Unit Oriented Architecture

Benefits of Implementing Unit Oriented Architecture

Structuring an organization according to the UOA principles enables a digital enterprise to realize substantial benefits from modularity, visibility, and composability of its components. First, a unit-oriented enterprise is constructed from (semi-)independent, modular, interchangeable units. The units are constructed from modular facades and run declaratively defined processes. The modular, recursive enterprise structure consists of reasonably-sized, easy-to-replace elements with well-defined responsibilities. Second, digital technologies put an end to the invisible art of management. The digital enterprise provides visibility into both its structure and the runtime activities. Visible structure and behavior create and maintain constant pressure for the continuous improvement of the enterprise's digital image. Unit facades and interfaces, business rules and policies, business processes and information—everything has become digital and could have been visualized in many ways with remarkable clarity. Third, new business elements can be composed into the existing unit's structures. To serve a new type of customer, a new facade can be composed into the unit's boundary. A new interface can be composed into a facade. A new business process can be added to the unit's operations. Finally, and most importantly, a new unit can be composed into the orgnization's structure.

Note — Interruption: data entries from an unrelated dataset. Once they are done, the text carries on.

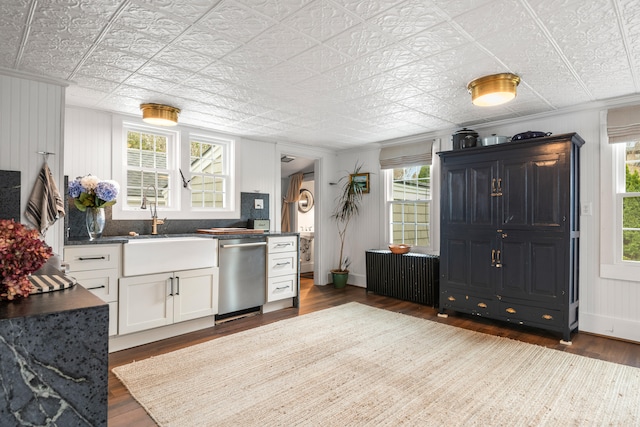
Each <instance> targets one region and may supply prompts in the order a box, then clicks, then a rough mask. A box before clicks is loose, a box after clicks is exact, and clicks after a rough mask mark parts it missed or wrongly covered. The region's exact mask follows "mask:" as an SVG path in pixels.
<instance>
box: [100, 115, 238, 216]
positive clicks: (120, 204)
mask: <svg viewBox="0 0 640 427" xmlns="http://www.w3.org/2000/svg"><path fill="white" fill-rule="evenodd" d="M125 123H127V124H130V125H132V126H134V127H135V128H138V129H147V130H149V131H150V132H154V133H160V134H170V133H175V138H176V140H175V143H176V155H177V157H176V158H175V161H176V162H177V163H178V164H177V165H175V167H174V171H173V174H172V175H171V180H172V182H175V184H176V185H175V187H176V188H175V190H174V191H175V193H176V200H177V201H176V206H175V207H173V208H165V207H162V206H160V207H158V217H159V218H167V219H169V220H171V219H234V218H240V197H238V196H237V195H236V188H238V184H237V177H236V171H237V170H238V165H237V161H238V159H237V156H236V154H235V152H236V145H237V140H236V138H235V137H232V136H229V135H222V134H217V133H214V132H208V131H203V130H201V129H191V128H187V127H184V126H177V127H173V128H164V127H157V126H149V125H147V124H145V123H144V122H143V121H142V120H141V119H137V120H136V119H131V118H129V117H117V116H114V118H113V128H112V143H111V147H112V156H113V171H112V176H113V179H114V180H115V181H117V182H119V183H124V182H125V181H123V178H122V177H123V176H124V174H125V170H126V168H125V165H126V148H125V145H124V143H123V141H124V139H125V138H126V136H125V133H124V132H125V130H124V125H125ZM192 137H195V138H198V137H199V138H202V139H203V140H204V139H207V140H209V141H211V140H215V141H223V143H227V144H228V146H227V149H226V150H225V151H226V153H225V155H226V157H227V161H228V168H229V170H228V176H229V180H228V181H229V182H228V183H227V191H228V203H227V205H226V206H225V207H224V208H217V209H207V208H191V207H190V204H191V197H190V193H189V191H190V190H189V188H185V187H184V186H183V185H182V178H181V177H180V172H179V170H178V167H179V168H181V169H182V171H183V173H188V170H189V168H188V161H189V160H188V156H185V155H183V154H182V151H183V150H182V149H181V146H182V145H183V144H184V143H185V141H186V143H189V141H190V139H191V138H192ZM185 162H187V163H186V164H185ZM174 175H175V176H174ZM187 179H189V178H188V177H187ZM122 186H123V188H122V189H121V191H120V194H118V198H117V203H116V204H115V205H113V208H112V217H113V219H114V220H147V219H150V213H149V209H140V208H135V207H134V208H128V209H124V206H125V203H124V199H125V191H124V184H122ZM147 197H150V199H149V201H150V202H151V201H152V199H153V196H151V195H148V196H147Z"/></svg>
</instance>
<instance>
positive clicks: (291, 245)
mask: <svg viewBox="0 0 640 427" xmlns="http://www.w3.org/2000/svg"><path fill="white" fill-rule="evenodd" d="M267 245H268V246H267V247H268V252H267V302H272V301H278V300H282V299H285V298H293V297H297V296H298V263H299V254H298V236H279V237H269V238H268V239H267Z"/></svg>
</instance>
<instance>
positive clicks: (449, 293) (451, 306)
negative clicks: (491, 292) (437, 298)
mask: <svg viewBox="0 0 640 427" xmlns="http://www.w3.org/2000/svg"><path fill="white" fill-rule="evenodd" d="M497 306H498V303H497V301H496V300H494V299H492V298H491V297H484V298H483V297H477V296H473V295H466V294H464V293H456V292H451V291H446V292H443V293H442V294H441V295H440V307H443V308H450V309H452V310H459V311H464V312H466V313H471V314H475V315H478V316H489V315H491V313H495V312H496V309H497Z"/></svg>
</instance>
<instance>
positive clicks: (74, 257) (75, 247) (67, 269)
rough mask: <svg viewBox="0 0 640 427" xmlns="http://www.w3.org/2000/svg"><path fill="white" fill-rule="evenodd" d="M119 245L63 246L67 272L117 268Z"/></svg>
mask: <svg viewBox="0 0 640 427" xmlns="http://www.w3.org/2000/svg"><path fill="white" fill-rule="evenodd" d="M120 248H121V245H87V246H69V247H65V248H64V262H65V263H66V264H67V266H68V267H67V272H70V273H71V272H75V271H87V270H103V269H107V268H115V269H117V268H118V264H119V261H120Z"/></svg>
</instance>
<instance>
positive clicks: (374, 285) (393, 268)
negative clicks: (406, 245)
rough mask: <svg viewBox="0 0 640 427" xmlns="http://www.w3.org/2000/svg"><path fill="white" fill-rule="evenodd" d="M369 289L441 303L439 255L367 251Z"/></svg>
mask: <svg viewBox="0 0 640 427" xmlns="http://www.w3.org/2000/svg"><path fill="white" fill-rule="evenodd" d="M365 259H366V264H367V266H366V268H367V292H374V293H376V294H378V295H385V296H389V297H393V298H398V299H402V300H405V301H411V302H417V303H419V304H425V305H430V306H432V307H437V306H438V300H439V298H438V294H439V283H440V279H439V277H440V257H438V256H435V255H426V254H414V253H408V254H404V255H397V254H393V253H391V251H389V250H384V249H379V250H378V249H373V250H368V251H366V254H365Z"/></svg>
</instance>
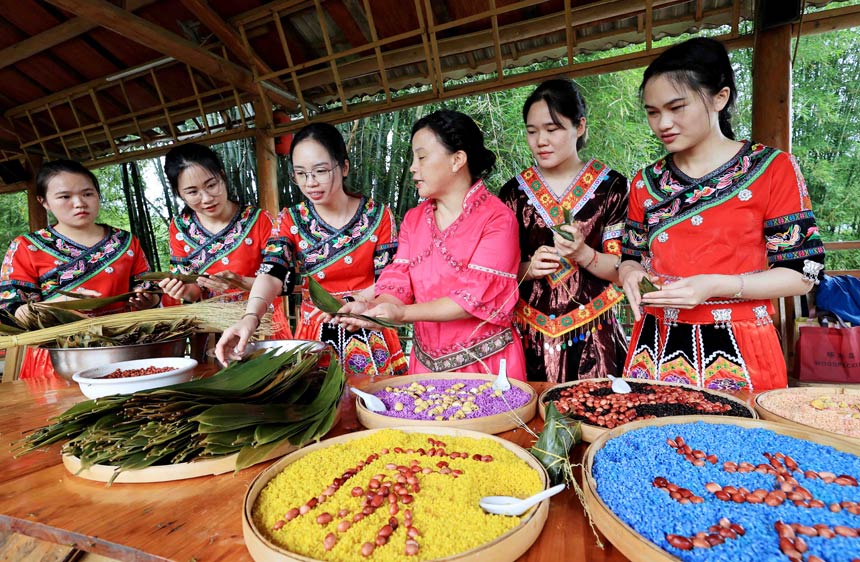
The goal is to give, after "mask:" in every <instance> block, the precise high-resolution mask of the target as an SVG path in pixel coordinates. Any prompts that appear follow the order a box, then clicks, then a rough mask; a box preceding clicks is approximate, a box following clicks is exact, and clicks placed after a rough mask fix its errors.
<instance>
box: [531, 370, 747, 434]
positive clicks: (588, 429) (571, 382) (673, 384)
mask: <svg viewBox="0 0 860 562" xmlns="http://www.w3.org/2000/svg"><path fill="white" fill-rule="evenodd" d="M586 380H588V381H606V382H607V384H608V383H610V382H611V381H610V380H609V379H586ZM625 380H627V381H628V382H635V383H647V384H653V385H661V386H680V387H681V388H689V389H690V390H700V391H702V392H704V393H705V394H711V395H716V396H719V397H721V398H728V399H729V400H731V401H732V402H735V403H736V404H740V405H741V406H743V407H744V408H746V409H747V410H748V411H749V413H750V415H751V416H752V417H753V419H757V418H758V414H757V413H756V411H755V409H754V408H752V407H751V406H750V405H749V404H748V403H747V402H746V401H744V400H741V399H740V398H737V397H735V396H732V395H731V394H728V393H726V392H720V391H717V390H708V389H703V388H699V387H697V386H693V385H691V384H682V383H674V382H663V381H651V380H647V381H646V380H641V379H625ZM583 382H586V381H585V380H581V381H572V382H566V383H562V384H559V385H556V386H554V387H552V388H548V389H546V390H545V391H543V392H541V395H540V397H539V398H538V412H540V417H541V419H546V401H547V395H548V394H549V392H550V391H552V390H555V389H557V388H566V387H569V386H573V385H576V384H581V383H583ZM701 415H702V416H704V415H706V414H701ZM673 417H675V418H677V417H683V416H673ZM715 417H721V416H719V415H709V416H708V421H710V420H711V419H713V418H715ZM723 417H724V416H723ZM658 419H659V418H658ZM636 421H639V420H636ZM630 423H634V422H630ZM627 425H628V424H625V425H624V426H625V427H626V426H627ZM607 431H609V429H607V428H605V427H600V426H598V425H592V424H589V423H585V422H582V440H583V441H585V442H587V443H594V442H595V441H596V440H597V438H598V437H600V436H601V435H603V434H604V433H606V432H607Z"/></svg>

Figure 9.1. The business benefits of UOA Implementation

UOA provides the following benefits to the enterprise:

  • Reconfiguration and Transformation. UOA allows the accelerated implementation of a business strategy through the quick reconfiguration of the enterprise and redeployment of its resources.
  • Ownership. Every enterprise's digital asset is owned by one unit. A unit that owns its assets can develop and evolve independently. In the case when assets must be owned by more than one unit, the responsibilities and decision rights of each owner must be clearly defined.
  • Effectiveness. UOA begins top-down recursive enterprise decomposition by identifying an organization's purpose (an end) and a means to achieve the end. At the next decomposition level, a means of the enterprise becomes the end of a containing unit. The resulting means-end hierarchy presents an effectiveness view of the enterprise.
  • Efficiency. UOA explains that the main efficiency efforts should be made on the lowest levels of an enterprise hierarchy. Units that contain other units should focus on efficacy.
  • Efficacy. Efficacy is a measure of a unit's contribution towards the achievement of the parent unit's goals. UOA shows how containing units use leverage points to improve their performance.
  • Precision. Because units' interactions and operations are executed by computer, not by people, they must be defined precisely, but with the desired number of degrees of freedom.
  • Agility. Visibility into its modular structure and clear ownership enable the digital enterprise to quickly respond to change.
  • Development. The digital enterprise can incrementally increase its competence by quickly developing or acquiring a new capability and integrating it within the appropriate context.
  • Growth. The digital enterprise can quickly increase its size by cloning a business unit and aggregating it into an appropriate context.
  • Invention and innovation. The digital enterprise can create or find a new meaning and quickly implement it by modifying its digital structure.
  • Renovation. Being under constant pressure, the visible and modular digital enterprise structure can be frequently renovated and made more efficient during the continuous learning and adaptation process.
  • Employee engagement. BPM-coordinated and measured unit operations will relieve people from time-consuming and boring work on one side, and provide a factual basis for performance incentives, rewards, and recognition on the other side.
  • Customer engagement. Strong unit boundaries with directed, mediated, controlled, and measured interactions enable the creation of customer engagement strategies, e.g. enterprise gamification.

Key Points

UOA creates digital constructs that provide interactional and operational support to organizational units. An organizational unit is a social system, which represents a social technology phenomenon programmed to some purpose(s).

UOA views the organization as an implementation of the Composite design pattern with every node treated either as a Composite (control unit) or a Leaf (functional unit).

Unit software must be as comfortable to an organizational unit as a house is to a family, a space station to an astronaut crew, or a battle tank to a fighting crew.

Each unit must have a formal [software] boundary, which represents a contract between the unit and other entities inside and outside of the organization.

Each unit runs its own operations implemented as executable business processes. Every process in the organization is owned by exactly one unit. A unit might engage another unit or organization to perform a task within the context of the process it owns.

UOA places a special emphasis on control units, which today often consist of just one or a few people, have inadequate information support, and, therefore, have become the weakest links in modern organizations.

UOA uses Systems Thinking for defining the problem, Organization Design for configuring both an enterprise and a composite unit, SOA for constructing unit boundaries, EDA for inter-unit communication, BPM for defining unit operations, and Business Rules for governance.